PS C:\Powershell\ExcelInterfaceTest> .\ExcelCOMInterface.ps1 test.xlsx
9/6/2013 4:46:01 PM
---------------------------
2   078110
3   078108
4   078107
<SNIP>
244   078347
245   078350
9/6/2013 4:48:33 PM
---------------------------
PS C:\Powershell\ExcelInterfaceTest>

End users were going to be the final destination for this interface; having performance hover in the area of several minutes to process the excel data was not going to pass muster. Asking on StackOverflow was I directed to using an OLEDB to access Excel data from Poweshell and even uses SQL syntax to do so!

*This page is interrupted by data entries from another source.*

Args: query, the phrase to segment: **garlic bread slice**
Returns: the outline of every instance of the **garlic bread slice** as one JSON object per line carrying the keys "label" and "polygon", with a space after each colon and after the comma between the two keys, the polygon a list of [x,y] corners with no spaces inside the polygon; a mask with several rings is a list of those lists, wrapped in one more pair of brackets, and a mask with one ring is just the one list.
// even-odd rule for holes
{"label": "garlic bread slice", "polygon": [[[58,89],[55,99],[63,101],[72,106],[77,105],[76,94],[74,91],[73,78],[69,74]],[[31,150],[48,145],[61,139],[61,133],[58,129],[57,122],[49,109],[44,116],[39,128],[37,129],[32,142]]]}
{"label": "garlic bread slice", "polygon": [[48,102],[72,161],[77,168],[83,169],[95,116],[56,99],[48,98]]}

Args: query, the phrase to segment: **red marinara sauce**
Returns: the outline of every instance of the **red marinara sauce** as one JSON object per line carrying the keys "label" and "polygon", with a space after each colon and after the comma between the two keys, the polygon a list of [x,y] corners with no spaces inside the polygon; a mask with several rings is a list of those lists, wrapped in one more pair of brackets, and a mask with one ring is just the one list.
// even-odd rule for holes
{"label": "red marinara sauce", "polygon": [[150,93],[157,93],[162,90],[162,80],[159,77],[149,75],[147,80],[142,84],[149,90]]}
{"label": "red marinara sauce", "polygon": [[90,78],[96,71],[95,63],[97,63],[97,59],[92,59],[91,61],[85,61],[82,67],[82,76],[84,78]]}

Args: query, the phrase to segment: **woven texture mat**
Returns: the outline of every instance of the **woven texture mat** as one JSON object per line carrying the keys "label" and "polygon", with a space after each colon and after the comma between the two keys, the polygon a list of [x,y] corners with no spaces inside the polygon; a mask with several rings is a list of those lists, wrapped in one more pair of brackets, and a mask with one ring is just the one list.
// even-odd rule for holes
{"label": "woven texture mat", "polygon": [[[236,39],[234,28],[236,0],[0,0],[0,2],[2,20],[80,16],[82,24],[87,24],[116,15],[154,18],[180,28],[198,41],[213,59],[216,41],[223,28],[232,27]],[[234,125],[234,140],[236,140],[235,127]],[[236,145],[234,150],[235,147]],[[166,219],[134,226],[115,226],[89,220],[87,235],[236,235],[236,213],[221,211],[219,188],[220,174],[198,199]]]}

Here is the much faster new script using the OLEDB to accomplish the same task above. It should be noted using this method your first row of data must contain your column header information, what columns you ‘SELECT’ from in SQL terms.

########################################################################################################
# Directory location where we have our excel files
########################################################################################################
$ExcelFile = "C:/TestExcelData/" + $args[0]
$Sheetname = "Sheet2$"

########################################################################################################
$OleDbConn = New-Object .System.Data.OleDb.OleDbConnection.
$OleDbCmd = New-Object .System.Data.OleDb.OleDbCommand.
$OleDbAdapter = New-Object .System.Data.OleDb.OleDbDataAdapter.
$DataTable = New-Object .System.Data.DataTable.
$OleDbConn.ConnectionString = "Provider=Microsoft.ACE.OLEDB.12.0;Data Source=`"$ExcelFile`";Extended Properties=`"Excel 12.0 Xml;HDR=YES`";"
$OleDbConn.Open()
$OleDbCmd.Connection = $OleDbConn
$OleDbCmd.commandtext = .Select * from [$Sheetname].
$OleDbAdapter.SelectCommand = $OleDbCmd
########################################################################################################

$RowsReturned = $OleDbAdapter.Fill($DataTable)
$intRow = 1
ForEach ($DataRec in $DataTable) {

    # Reading the first column of the current row
	$TicketNumber = $DataRec."ticket number"
    write-host $intRow " " $TicketNumber  
    $intRow++
}

While an OLEDB is still a COM object it is much faster than using excel.application COM, in addition you can access your data using SQL syntax increasing readability for maintaining the script. I didn’t add timings to judge performance with this script because it was a night and day difference, completion literally within 1-2 seconds; there was no doubt that this was the solution to use.